Zulkarnain menceritakan, ketika Bung Karno diminta berpidato di depan sidang BPUPKI sebelum proklamasi kemerdekaan, dia menyampaikan bahwa “negara yang akan kita bangun nanti adalah one for all, all for one, dan all for all”. Itu menunjukkan bahwa keberagaman bangsa Indonesia tidak perlu dipertentangkan namun sebaliknya harus dijaga bersama-sama.

PMII sebagai organisasi kemahasiswaan yang merupakan anak kandung NU, menurut Zulkarnain, darahnya sangat jelas sebagai darah NKRI karena memang sejak awal NU adalah bagian dari Islam mainstream di Indonesia bersama Muhammadiyah sangat menerima perbedaan dan menyadari betul tentang kebhinekaan.

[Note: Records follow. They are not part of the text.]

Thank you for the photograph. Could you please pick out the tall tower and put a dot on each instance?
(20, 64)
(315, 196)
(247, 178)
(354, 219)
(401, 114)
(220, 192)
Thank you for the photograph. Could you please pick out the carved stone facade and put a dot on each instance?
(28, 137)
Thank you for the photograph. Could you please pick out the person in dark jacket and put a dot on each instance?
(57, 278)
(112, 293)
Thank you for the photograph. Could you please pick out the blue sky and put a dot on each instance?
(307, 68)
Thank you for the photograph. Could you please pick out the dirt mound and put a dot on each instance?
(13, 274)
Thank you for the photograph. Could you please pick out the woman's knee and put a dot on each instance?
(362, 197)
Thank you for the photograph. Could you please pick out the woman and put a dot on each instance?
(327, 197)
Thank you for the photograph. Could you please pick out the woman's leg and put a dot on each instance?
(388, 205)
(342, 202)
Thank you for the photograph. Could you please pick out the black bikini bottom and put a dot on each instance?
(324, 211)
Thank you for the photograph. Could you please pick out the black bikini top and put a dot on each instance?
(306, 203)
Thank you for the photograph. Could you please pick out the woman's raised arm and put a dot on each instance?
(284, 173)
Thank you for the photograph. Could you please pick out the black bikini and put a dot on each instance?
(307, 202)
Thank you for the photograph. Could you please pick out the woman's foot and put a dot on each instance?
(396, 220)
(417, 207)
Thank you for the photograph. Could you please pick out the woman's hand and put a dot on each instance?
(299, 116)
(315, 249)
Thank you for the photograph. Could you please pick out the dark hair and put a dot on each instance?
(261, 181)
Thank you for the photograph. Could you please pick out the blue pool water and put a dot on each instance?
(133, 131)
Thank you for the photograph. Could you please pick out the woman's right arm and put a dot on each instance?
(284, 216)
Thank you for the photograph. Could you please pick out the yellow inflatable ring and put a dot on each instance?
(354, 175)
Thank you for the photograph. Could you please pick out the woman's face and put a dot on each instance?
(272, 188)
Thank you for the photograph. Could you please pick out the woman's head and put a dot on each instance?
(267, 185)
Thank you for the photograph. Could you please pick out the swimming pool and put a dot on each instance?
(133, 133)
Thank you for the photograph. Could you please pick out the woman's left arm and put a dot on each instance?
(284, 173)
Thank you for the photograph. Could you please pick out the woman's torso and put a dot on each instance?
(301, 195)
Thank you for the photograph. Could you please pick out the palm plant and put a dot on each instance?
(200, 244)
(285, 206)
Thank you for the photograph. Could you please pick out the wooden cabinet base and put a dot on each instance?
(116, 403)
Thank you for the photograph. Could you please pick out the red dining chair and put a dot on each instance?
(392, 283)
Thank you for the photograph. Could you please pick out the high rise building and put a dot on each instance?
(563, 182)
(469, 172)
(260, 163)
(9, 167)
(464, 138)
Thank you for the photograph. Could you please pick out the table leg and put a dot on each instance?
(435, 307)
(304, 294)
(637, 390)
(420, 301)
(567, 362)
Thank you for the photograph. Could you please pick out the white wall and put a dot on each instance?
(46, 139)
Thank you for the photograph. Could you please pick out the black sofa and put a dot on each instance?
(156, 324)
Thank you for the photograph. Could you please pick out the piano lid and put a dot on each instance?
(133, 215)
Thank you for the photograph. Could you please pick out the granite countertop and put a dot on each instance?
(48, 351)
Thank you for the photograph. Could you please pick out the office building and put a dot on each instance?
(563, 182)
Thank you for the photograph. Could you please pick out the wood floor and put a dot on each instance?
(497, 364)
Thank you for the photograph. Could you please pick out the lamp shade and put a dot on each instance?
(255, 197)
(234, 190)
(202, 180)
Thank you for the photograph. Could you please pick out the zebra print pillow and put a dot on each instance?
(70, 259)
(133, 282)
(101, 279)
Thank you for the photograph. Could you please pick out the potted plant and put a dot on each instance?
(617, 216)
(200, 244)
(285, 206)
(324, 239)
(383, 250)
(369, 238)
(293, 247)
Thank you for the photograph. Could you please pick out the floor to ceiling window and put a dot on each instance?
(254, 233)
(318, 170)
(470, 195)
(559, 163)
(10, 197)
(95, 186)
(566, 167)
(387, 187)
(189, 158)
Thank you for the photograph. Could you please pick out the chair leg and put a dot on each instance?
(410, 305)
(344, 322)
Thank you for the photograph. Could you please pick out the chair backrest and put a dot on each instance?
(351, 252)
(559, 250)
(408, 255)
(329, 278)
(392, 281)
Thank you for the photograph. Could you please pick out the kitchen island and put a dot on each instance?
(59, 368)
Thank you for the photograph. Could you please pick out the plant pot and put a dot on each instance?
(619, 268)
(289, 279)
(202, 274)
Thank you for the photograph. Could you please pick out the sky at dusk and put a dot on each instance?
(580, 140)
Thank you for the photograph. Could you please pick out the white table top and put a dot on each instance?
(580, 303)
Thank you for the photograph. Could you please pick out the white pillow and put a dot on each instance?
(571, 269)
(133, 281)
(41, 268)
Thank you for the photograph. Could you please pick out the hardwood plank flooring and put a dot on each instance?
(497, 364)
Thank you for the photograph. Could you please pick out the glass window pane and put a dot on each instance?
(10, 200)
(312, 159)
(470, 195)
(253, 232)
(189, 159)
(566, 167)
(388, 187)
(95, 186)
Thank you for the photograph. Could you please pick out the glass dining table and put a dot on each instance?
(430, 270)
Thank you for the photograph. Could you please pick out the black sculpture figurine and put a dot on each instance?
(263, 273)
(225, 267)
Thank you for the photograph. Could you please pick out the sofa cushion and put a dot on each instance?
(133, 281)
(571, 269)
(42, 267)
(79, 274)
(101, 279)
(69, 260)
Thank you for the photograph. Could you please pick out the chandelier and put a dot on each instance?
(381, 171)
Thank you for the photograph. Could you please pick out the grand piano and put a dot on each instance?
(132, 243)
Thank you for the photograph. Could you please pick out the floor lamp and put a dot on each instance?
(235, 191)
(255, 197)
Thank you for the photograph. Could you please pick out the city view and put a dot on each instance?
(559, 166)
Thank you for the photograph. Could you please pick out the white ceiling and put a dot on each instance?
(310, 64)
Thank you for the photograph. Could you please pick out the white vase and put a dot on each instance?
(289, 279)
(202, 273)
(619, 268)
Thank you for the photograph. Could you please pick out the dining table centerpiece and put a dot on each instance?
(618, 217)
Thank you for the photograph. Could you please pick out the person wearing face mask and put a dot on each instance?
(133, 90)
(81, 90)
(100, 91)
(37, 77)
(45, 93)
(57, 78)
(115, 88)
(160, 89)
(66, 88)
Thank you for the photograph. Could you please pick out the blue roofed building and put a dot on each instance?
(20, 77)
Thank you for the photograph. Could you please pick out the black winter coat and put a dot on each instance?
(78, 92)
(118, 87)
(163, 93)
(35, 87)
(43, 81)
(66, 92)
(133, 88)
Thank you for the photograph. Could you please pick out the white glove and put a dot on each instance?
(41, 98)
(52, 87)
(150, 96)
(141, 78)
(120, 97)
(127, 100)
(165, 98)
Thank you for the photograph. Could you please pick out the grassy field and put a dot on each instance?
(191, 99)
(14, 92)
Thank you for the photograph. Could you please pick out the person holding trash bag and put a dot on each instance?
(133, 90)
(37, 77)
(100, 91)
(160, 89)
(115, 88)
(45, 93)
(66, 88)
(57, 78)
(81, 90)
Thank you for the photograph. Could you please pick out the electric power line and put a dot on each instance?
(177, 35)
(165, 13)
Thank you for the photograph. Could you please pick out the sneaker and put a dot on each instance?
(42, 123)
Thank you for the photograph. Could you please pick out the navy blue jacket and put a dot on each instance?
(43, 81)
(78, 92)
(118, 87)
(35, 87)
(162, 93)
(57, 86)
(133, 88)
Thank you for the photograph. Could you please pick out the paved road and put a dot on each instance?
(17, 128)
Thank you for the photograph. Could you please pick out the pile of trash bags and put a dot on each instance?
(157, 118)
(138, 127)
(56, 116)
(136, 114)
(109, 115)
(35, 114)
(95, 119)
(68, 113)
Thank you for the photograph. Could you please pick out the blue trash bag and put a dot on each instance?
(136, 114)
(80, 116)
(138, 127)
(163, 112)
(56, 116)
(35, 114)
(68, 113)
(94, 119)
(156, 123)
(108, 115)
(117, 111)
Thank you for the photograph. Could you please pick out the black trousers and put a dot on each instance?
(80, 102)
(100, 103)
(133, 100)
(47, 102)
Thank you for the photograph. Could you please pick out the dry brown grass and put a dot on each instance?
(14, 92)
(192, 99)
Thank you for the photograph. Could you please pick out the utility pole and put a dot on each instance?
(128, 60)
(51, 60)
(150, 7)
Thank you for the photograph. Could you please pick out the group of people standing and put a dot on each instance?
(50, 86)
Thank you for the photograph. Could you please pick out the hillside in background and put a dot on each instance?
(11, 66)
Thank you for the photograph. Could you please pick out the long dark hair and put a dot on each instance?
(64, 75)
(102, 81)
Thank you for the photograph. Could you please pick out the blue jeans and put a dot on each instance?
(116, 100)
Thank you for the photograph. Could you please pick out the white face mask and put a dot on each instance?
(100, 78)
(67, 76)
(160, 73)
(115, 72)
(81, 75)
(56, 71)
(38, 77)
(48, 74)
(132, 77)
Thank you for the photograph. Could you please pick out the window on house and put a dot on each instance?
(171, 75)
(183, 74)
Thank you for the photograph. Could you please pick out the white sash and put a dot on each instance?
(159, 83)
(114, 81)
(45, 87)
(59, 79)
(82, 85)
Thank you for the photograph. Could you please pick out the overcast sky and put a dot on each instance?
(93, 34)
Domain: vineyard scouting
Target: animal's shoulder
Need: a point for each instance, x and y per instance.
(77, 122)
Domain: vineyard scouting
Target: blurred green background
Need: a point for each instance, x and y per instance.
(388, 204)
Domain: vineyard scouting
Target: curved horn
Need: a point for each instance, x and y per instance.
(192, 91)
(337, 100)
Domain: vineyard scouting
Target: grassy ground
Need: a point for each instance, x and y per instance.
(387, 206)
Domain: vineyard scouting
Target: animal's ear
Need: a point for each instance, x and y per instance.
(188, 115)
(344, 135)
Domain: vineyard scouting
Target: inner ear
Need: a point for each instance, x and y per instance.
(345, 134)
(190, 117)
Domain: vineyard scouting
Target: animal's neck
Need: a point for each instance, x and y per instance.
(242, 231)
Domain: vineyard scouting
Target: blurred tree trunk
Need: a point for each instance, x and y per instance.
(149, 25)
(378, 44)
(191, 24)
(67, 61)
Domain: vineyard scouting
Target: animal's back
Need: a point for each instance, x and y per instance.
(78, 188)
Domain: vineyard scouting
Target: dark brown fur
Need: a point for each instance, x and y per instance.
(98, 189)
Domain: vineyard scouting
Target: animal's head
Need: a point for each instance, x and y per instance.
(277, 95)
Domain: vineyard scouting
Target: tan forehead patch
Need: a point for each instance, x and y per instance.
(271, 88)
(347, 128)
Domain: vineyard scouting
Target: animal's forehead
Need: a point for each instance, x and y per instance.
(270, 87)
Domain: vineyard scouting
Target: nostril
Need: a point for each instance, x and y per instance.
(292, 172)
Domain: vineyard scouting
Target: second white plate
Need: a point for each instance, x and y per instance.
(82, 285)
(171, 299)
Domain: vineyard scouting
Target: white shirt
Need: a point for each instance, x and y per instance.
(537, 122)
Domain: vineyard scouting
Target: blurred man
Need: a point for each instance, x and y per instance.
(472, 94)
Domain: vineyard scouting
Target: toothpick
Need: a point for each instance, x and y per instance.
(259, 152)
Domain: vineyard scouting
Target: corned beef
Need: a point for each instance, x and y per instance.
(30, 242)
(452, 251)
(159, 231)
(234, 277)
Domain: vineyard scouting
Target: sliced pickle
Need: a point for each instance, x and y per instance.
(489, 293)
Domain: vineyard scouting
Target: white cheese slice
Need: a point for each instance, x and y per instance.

Zulkarnain juga menegaskan kembali apa yang sering disampaikan oleh Kapolri Tito Karnavian dalam kuliah umum di berbagai kampus bahwa selain dinamika politik global, salah satu yang berpotensi menjadi tantangan kebhinekaan bangsa saat ini adalah kesenjangan ekonomi antara si kaya dan si miskin.

“Karena itu mahasiswa juga harus menanamkan jiwa sebagai pedagang atau pengusaha untuk ikut serta kelak menciptakan lapangan pekerjaan,” kata Zulkarnain, di hadapan aktivis PMII, Minggu (19/3).

Lebih lanjut mantan Kapolda Maluku Utara ini juga mengingatkan isi pidato Bung Karno ketika memperingati HUT RI ke-3 tahun 1948 di Yogjakarta.

“Saudara-saudara sekalian, jika hari ini kita bisa memperingati hari kemerdekaan Indonesia yang ketiga, maka kelak kita bisa memperingati hari kemerdekaan Indonesia yang ke tiga puluh, jika kelak kita bisa memperingati hari kemerdekaan Indonesia yang ke tiga puluh maka kelak kita bisa memperingati hari kemerdekaan Indonesia yang ke tiga ratus dan jika kelak kita bisa memperingati hari kemerdekaan Indonesia ke tiga ratus maka Indonesia akan ada di muka bumi ini sampai akhir zaman,” kata Zulkarnain menirukan pidato Soekarno.

Di akhir ceramahnya Zulkarnain tak lupa memberi nasehat kepada aktivis PMII agar terus menerus memberikan kontribusi positif bagi masa depan bangsa Indonsia.

“Sekarang kita semua yang hadir disini dan adik-adik sebagai Mahasiswa sebagai PMII bertanggung jawab terhadap kelangsungan bangsa¬†Indonesia yang bhineka tunggal ika,” katanya.